The hidden costs of building software fast
As Grab to releases new software tools at a record pace, leaders must now figure out which numbers show a better business instead of just a busy staff.
Old ways of measuring work can push companies toward the wrong goals, meaning executives can no longer rely on legacy metrics to track actual output.
“90 per cent of our engineers are using some form of AI coding assistance daily,” Paradatheth notes. “We did not mandate anything. We made the tools available, taught people the skills on how to use them effectively, and then cut them loose.”
When output grows but work gets harder to measure
“Engineering productivity always has a bunch of caveats and asterisks,” he reports.
Still, the numbers tell a story. Using merge requests as a proxy, Grab has seen around a 40 per cent increase in output per person, with turnaround time for similar-sized tasks dropping by 20 to 30 per cent.
He adds that engineering output represents only a small piece of the puzzle, noting that true AI effectiveness requires company-wide institutional change alongside individual improvements.

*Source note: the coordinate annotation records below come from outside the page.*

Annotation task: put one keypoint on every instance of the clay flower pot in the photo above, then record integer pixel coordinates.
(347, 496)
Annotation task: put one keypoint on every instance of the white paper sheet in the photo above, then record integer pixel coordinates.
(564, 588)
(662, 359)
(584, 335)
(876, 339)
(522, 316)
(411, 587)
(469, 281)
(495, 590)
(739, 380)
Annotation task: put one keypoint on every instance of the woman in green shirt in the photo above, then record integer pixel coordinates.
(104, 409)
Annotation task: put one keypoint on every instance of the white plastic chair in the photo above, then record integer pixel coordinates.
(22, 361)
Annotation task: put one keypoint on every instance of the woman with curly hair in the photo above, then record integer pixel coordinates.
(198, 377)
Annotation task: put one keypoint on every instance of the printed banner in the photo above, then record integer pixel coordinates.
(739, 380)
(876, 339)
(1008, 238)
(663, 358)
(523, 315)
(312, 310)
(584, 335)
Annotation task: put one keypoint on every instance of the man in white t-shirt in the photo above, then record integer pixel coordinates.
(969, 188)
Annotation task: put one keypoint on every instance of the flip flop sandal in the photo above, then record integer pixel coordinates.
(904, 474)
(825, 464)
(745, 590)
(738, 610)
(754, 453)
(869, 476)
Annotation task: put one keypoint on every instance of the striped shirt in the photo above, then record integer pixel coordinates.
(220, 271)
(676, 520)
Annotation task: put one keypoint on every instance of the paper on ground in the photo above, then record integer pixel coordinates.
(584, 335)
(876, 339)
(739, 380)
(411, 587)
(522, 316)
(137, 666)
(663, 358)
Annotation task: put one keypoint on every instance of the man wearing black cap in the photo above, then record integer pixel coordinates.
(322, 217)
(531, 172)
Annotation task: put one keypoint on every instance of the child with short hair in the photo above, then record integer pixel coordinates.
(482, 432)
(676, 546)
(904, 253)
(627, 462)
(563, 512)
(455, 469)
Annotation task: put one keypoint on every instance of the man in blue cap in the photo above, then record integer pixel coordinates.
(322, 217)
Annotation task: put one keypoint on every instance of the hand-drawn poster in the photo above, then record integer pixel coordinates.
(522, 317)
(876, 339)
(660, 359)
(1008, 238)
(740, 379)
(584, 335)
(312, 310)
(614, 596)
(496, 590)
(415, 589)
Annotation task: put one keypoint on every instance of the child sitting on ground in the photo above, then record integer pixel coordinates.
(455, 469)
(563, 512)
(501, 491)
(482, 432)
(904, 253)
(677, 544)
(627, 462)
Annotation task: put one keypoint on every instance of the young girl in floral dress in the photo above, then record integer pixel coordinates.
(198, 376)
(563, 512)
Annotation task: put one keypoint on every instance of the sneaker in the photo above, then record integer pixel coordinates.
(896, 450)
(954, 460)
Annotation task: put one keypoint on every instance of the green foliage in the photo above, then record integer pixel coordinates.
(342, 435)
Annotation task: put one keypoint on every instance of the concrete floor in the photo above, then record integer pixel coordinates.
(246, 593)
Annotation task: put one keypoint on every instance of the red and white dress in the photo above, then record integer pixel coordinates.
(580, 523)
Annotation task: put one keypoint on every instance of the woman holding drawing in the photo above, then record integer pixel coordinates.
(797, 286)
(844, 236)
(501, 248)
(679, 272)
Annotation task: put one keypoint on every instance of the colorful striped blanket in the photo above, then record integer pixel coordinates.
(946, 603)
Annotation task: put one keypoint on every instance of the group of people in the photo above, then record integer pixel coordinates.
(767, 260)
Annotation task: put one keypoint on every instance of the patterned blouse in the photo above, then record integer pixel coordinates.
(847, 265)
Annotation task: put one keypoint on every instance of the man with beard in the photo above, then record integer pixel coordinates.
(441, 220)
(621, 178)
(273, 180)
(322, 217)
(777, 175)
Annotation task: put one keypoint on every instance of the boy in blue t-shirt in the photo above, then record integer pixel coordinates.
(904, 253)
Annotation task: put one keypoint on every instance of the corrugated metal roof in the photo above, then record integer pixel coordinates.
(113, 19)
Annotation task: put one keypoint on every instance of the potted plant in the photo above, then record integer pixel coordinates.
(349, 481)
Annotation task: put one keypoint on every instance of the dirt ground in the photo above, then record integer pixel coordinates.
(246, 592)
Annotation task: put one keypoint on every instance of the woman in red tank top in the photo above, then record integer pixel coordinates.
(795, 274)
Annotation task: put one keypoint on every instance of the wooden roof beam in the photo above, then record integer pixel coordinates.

Changing team roles and the risk of easy coding
Giving more people the ability to build software speeds up work, but it raises new questions about hiring and oversight. “Software engineering fundamentals still matter,” Paradatheth says.
On hiring, he draws a line. “You cannot come in and say, ‘I could ask any agent to do this, but I do not know what it has done.’ We also look for AI fluency and a sense of ownership, acting like an owner rather than waiting for instructions.”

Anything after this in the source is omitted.